2nd of Feb 2019 –
Seat belt, check. Phone, check. Bag, check.
You look at me with those gorgeous eyes. Beautiful symmetrical eyelashes, dimpled smile. I pretend I don’t notice.
You ask as I’m ticking off all the irrelevant things in my head, that I should not be thinking, panicking endlessly as always, I don’t want to, for one second jeopardise any moment with you say or do something that could result in me being a mega turn off.
“Can I have some of that water?” you ask.

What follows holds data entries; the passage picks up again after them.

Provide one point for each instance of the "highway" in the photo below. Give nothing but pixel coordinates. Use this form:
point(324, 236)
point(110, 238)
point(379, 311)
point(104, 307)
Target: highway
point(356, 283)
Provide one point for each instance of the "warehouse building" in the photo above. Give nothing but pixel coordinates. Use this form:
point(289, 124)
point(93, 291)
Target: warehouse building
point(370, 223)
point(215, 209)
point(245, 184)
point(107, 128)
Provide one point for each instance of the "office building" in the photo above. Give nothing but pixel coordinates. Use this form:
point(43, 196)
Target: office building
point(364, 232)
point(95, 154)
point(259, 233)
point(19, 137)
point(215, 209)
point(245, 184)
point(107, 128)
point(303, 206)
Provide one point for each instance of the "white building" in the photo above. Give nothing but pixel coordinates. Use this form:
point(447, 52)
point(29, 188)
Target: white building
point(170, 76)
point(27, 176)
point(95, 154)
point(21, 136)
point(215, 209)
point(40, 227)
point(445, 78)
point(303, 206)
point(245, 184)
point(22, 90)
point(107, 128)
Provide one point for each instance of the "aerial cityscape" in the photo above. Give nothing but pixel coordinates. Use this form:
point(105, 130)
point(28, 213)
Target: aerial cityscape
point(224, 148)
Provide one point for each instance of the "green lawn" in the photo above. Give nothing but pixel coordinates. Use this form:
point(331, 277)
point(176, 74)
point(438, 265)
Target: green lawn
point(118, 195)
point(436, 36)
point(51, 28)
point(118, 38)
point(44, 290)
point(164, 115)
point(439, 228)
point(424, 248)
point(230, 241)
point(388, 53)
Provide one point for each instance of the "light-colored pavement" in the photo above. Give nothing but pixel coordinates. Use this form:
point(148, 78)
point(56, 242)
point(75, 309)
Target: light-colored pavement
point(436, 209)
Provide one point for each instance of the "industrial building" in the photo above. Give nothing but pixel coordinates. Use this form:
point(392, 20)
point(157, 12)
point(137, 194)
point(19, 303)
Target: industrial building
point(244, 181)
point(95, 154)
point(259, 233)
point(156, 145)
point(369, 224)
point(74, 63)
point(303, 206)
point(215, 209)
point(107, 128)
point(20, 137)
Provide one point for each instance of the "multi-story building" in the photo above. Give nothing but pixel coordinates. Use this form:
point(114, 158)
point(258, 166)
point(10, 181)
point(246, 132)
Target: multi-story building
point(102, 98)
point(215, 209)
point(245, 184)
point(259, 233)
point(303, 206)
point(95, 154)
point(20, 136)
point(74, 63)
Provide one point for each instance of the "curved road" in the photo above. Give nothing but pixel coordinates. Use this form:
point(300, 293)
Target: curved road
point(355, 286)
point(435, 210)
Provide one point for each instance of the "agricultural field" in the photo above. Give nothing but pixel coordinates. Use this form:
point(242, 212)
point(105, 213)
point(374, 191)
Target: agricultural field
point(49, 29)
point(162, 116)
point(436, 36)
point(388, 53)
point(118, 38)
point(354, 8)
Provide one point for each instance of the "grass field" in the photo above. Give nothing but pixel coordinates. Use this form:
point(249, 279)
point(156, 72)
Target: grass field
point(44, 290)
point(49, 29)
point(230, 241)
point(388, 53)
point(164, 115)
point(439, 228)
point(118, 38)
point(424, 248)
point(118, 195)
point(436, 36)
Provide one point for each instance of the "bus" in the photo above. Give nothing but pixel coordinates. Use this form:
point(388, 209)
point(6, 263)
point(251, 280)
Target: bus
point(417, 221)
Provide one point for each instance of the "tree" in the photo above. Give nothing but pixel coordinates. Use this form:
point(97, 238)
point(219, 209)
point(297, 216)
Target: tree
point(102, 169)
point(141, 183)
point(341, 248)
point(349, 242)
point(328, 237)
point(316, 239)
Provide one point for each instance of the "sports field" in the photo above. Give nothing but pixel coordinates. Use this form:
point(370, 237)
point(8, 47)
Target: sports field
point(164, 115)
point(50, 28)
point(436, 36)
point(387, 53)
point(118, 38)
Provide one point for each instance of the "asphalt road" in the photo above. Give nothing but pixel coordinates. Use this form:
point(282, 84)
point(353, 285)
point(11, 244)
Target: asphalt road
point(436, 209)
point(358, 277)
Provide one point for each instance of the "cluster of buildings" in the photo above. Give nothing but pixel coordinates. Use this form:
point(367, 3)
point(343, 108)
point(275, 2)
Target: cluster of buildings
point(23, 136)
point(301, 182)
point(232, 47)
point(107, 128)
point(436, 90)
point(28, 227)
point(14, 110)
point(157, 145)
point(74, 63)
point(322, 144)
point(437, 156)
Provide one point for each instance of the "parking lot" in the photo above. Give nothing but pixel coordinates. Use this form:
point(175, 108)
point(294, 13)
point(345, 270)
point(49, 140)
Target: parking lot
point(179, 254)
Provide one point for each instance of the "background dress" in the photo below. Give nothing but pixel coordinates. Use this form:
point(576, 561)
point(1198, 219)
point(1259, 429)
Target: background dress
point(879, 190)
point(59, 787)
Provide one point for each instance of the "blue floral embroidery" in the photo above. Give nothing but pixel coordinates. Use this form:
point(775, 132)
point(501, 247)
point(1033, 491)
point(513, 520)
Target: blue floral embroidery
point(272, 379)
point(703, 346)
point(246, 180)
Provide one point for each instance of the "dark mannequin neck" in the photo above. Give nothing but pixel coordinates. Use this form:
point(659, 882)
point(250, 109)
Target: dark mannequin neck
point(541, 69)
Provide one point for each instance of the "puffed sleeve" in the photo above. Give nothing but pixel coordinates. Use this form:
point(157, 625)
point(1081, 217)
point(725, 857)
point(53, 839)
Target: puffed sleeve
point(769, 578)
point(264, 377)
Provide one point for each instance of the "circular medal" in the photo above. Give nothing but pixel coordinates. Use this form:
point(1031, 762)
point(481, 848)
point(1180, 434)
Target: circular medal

Sharing with you makes me feel so happy, I used to be a right germ-a-phobe in primary school. Knowing that drinking from the same bottle as me in the middle of winter season, where you can almost catch a cold just by looking at someone gave me, strange comfort.
Maybe you do like me?
I’m an over thinker, as you can see, whilst the whole time your drinking out of a bottle of water. I’m self criticising everything, literally. From; what the fuck does my scalp look like, I hope my hair looks clean, to; I wonder if my toenails have chipped, I really hope they don’t look gross.
…your probably just admiring the moment after the last few nights you’ve spent watching… well, that’s the thing I don’t even know what you have been doing the last few nights.
I am not allowed to know, it is not something I should be knowing.
But I hope you like me enough to tell me one day.
Thinking this made me feel overwhelmed, sad and lonely.
I just looked at my feet, while you started the car. I then had a wrestling match with my giant puffy yellow coat, it’s warm in here and you make my face red and blotchy. I feel sweaty and exhausted. I feel so much all at once but most of all.
I want to be happy.
I really do.
But the moment always feels too good and I get panic attacks thinking about how long I am supposed to wait to see you again. If I will ever see you again.
You always look at me with a sigh and you always stare right at me like you pulling my soul out and dancing with it along with yours. You look at me as if you have been looking at me for years, but you haven’t. I’ve aged and now my anxiety is a personality trait, not a giggly drunk kid willing to experiment. I am a wreck.
I know that your thinking about all the things you could have done back then but didn’t.
You drive so smoothly then when you finally pull up outside.
Your shoulders seem to lean into me as if you want to kiss me, I worry that a kiss to you is free and meaningless but to me it means so much more. I want it to be, in a journey where I can start feel happier and happier and metaphorically explode with happiness, that you unintentionally fill me up with every time I see you.
But I feel robbed of time and appreciation.
All of what I want, is not what you can give me.
Do you like me?
Feet on floor, check. Hands on door, check. Body present, I’m not so sure.